Hipster Culture Now Embraces Investments

The falsely-labeled “irony” factor on which hipsters base everything from the fashion to lyrics has finally come full circle. You are now permitted to invest in the corporate world through Thrasher Funds without being drained of crucial street cred.
But it’s not just the tableau of the Thrasher Fund brand that makes it appealing to the arts-and-croissant freaks; the portfolios are intentionally customized towards the Gen X and Gen Y demographic:
We provide the Next Generation of investors the opportunity to invest in markets near to them, while providing the structure, fundamentals, and diversity currently available in investment products aimed at older generations.
Now the stereotypical indie store clerk has a legitimate reason to act snobby.

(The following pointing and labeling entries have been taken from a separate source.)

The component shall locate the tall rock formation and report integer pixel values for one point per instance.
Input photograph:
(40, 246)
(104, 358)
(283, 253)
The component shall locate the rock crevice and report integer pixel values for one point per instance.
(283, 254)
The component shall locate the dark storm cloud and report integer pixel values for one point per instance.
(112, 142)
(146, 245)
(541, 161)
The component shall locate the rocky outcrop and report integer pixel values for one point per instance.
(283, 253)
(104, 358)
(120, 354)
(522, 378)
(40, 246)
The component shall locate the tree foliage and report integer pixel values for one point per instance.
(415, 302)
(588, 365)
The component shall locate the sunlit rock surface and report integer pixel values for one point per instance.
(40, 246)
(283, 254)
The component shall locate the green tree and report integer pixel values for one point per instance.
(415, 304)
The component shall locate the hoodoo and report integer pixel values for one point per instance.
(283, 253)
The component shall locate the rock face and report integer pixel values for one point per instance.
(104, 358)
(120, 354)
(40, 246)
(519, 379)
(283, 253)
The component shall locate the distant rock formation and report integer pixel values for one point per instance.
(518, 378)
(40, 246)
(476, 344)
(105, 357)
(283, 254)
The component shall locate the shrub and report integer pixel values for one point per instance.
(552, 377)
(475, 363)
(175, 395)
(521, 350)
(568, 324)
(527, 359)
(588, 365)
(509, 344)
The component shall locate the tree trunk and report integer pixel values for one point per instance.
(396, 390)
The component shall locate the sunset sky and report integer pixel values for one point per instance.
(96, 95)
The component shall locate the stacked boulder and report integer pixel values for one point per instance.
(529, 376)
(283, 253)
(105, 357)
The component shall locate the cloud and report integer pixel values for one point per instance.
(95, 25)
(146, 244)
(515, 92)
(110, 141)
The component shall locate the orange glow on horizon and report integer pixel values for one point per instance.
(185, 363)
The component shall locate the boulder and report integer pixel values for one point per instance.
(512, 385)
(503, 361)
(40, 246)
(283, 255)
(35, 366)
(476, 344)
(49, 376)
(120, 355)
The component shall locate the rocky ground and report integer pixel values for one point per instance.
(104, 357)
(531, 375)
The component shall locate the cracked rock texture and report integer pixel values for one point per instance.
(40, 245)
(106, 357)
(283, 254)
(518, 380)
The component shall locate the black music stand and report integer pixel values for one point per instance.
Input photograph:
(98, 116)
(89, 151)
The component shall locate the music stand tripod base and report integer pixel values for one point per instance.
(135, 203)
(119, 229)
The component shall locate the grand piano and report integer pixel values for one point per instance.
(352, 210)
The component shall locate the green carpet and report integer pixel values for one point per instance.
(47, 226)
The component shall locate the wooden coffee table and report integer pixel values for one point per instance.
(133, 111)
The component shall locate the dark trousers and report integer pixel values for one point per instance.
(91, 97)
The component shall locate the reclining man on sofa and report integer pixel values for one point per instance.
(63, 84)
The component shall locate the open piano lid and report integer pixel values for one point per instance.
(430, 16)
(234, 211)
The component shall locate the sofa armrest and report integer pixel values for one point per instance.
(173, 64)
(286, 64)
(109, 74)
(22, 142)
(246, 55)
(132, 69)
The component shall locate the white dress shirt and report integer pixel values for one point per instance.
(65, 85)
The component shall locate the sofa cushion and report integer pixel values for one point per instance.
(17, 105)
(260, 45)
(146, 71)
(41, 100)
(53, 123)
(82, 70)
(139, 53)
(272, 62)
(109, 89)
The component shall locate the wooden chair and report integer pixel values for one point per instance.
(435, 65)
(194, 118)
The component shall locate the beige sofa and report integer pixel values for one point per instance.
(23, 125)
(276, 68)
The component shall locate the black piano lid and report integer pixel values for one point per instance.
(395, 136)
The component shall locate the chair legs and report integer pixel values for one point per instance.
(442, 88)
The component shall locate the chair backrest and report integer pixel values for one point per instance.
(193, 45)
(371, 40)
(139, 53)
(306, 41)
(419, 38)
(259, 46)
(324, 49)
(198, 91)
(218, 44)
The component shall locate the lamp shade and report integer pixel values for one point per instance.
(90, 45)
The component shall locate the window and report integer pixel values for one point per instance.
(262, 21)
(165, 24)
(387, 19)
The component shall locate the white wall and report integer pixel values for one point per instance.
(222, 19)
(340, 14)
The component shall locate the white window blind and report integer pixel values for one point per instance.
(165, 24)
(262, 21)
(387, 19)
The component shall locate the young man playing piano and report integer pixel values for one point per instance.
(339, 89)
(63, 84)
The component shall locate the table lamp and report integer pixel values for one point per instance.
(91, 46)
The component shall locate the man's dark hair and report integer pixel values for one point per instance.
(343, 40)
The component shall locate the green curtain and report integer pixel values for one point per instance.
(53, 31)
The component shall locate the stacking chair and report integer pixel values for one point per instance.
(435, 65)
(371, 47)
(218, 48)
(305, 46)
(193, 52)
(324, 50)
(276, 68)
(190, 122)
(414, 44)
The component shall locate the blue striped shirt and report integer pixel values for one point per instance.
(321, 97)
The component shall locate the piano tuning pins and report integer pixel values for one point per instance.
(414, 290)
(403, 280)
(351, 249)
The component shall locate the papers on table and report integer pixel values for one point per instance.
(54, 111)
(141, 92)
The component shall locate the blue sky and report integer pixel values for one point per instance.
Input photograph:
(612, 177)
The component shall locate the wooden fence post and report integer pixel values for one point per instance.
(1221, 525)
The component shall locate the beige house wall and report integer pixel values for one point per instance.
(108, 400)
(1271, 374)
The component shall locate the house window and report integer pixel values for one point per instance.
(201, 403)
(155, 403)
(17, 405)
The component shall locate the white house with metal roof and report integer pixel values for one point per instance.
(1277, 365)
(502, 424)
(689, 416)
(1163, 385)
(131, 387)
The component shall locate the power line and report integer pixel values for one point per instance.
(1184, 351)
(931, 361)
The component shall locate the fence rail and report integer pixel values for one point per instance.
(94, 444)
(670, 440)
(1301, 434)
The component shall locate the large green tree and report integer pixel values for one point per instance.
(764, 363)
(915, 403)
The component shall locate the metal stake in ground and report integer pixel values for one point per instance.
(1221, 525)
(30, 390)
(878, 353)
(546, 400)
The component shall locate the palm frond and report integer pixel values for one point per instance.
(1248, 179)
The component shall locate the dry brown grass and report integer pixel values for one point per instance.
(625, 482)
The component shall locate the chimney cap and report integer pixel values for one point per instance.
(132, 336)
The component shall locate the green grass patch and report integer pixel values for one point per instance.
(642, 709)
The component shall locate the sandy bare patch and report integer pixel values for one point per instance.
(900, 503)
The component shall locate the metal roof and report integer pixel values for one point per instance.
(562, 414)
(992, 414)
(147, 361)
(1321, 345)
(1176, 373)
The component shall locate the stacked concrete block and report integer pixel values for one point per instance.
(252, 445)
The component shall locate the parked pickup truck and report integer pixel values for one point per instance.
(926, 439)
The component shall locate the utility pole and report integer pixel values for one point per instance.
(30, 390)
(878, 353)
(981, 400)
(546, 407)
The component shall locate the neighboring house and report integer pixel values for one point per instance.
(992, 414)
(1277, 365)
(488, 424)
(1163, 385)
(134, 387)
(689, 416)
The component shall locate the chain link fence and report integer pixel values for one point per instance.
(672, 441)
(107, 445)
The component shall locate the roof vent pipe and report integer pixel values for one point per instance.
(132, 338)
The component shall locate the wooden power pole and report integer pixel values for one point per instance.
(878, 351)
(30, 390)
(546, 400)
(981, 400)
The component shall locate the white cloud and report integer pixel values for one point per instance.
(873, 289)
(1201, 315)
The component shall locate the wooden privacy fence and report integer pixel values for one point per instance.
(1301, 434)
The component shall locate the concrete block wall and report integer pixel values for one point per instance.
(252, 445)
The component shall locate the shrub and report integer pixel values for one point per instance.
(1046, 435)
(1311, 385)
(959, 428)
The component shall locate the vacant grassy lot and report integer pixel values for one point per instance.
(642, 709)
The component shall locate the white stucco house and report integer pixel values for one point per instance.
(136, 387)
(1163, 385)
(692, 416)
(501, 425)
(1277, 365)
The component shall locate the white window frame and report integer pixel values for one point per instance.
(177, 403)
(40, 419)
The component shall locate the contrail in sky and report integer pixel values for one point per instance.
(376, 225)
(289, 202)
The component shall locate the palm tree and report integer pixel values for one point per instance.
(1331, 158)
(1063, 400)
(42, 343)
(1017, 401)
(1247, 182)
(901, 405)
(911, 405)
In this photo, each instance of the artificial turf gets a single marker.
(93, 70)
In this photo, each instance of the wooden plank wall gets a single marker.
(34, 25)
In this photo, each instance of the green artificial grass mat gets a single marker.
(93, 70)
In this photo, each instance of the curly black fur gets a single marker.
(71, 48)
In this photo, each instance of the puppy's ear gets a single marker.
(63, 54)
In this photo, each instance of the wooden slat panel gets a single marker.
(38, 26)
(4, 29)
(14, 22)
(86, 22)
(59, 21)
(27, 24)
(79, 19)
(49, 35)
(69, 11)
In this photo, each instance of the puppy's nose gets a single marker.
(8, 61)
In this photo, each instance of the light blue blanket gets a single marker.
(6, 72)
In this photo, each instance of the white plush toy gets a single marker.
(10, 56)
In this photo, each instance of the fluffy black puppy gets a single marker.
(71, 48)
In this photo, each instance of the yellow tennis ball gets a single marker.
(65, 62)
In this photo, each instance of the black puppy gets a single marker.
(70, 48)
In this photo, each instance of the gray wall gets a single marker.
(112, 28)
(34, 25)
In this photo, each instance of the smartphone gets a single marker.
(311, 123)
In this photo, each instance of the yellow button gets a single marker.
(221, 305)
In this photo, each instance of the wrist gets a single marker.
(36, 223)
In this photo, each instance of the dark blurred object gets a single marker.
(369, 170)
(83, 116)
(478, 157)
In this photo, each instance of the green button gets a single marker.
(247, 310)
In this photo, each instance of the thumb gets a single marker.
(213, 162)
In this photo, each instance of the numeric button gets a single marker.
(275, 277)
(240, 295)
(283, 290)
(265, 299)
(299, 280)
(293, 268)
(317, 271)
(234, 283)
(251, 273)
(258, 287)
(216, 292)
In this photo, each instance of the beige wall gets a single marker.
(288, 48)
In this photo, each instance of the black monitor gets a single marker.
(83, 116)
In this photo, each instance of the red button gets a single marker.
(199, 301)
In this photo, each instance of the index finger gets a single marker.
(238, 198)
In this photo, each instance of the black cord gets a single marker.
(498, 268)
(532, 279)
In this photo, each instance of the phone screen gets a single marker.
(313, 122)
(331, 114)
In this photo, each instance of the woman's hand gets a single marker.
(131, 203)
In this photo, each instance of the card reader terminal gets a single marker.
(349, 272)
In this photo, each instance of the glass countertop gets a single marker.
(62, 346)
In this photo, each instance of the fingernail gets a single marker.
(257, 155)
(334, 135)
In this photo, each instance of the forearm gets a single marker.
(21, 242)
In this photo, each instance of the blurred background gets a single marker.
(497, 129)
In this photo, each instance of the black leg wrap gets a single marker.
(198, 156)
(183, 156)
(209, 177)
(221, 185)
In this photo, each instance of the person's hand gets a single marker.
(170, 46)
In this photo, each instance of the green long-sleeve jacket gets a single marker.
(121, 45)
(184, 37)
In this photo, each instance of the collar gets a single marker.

4 Responses to “Hipster Culture Now Embraces Investments”
-
On 04/21/08 1:08 PM, spencer said:
Invest your trust fund with us and you to can spend your life savings on full body tats.
-
On 04/21/08 1:30 PM, MUTUAL FUNDS, COMING SOON TO A METALHEAD NEAR YOU | MetalSucks said:
[...] I really would never have seen this one coming in a million years. Hip, wanna-be millionaires can now invest in a mutual fund without trading in their sleeve-tats for a suit and tie and without losing that oh-so-precious street-cred by investing in the new, hipster-targeted Thrasher Funds mutual fund [via Buzzgrinder]. [...]
-
On 04/21/08 1:37 PM, smick said:
mutual funds are the new girl-pants-on-guys.
-
On 04/21/08 2:18 PM, Jay DiNitto said:
A pingback from metalsucks is a red badge of courage.